Program

Preservation and Access: Preservation Assistance Grants

Period of Performance

1/1/2016 - 6/30/2017

Funding Totals

$3,783.00 (approved)
$3,783.00 (awarded)


Improving Environmental Conditions for UCLA Ethnomusicology Collections

FAIN: PG-233729-16

UCLA; Regents of the University of California, Los Angeles (Los Angeles, CA 90024-4201)
Aaron Michael Bittel (Project Director: May 2015 to October 2017)

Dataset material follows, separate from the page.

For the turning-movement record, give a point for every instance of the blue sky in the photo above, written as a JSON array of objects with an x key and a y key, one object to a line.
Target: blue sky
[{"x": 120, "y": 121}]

The purchase of environmental monitoring equipment for UCLA’s Ethnomusicology Archive, which is housed in the university’s music building. Collections number nearly 150,000 recordings and include unique field recordings, as well as commercially produced recordings of traditional, folk, popular, and art music from Africa, Asia, Australia and the Pacific islands, Europe, the Middle East, and the Americas. Some highlights include the earliest known recordings of some rural Mexican musical traditions from the 1960s and the “race” records and “hillbilly” music of D.K. Wilgus, a renowned scholar of folksongs and ballads. The collection is used broadly by the UCLA community and by scholars from all over the world.

The UCLA Ethnomusicology Archive is part of one of the oldest and most highly regarded academic programs (and the only independent department) in ethnomusicology in the U.S. Its audiovisual collections have been central to the Department as research collections and teaching resources since the Archive's founding in 1961. The Archive is accessible to the public and serves scholars and students from around the world, as well the UCLA and Southern California communities at large, and have exposed innumerable people to music traditions from around the world. The applicant seeks funding to improve environmental monitoring and collection care in collections spaces, as a result of recommendations made in a recent preservation assessment. Environmental monitors will be used as part of an early detection system, long-term monitoring, and to provide data for a Sustaining Cultural Heritage Collections planning grant application to address long-term collection safety and stability.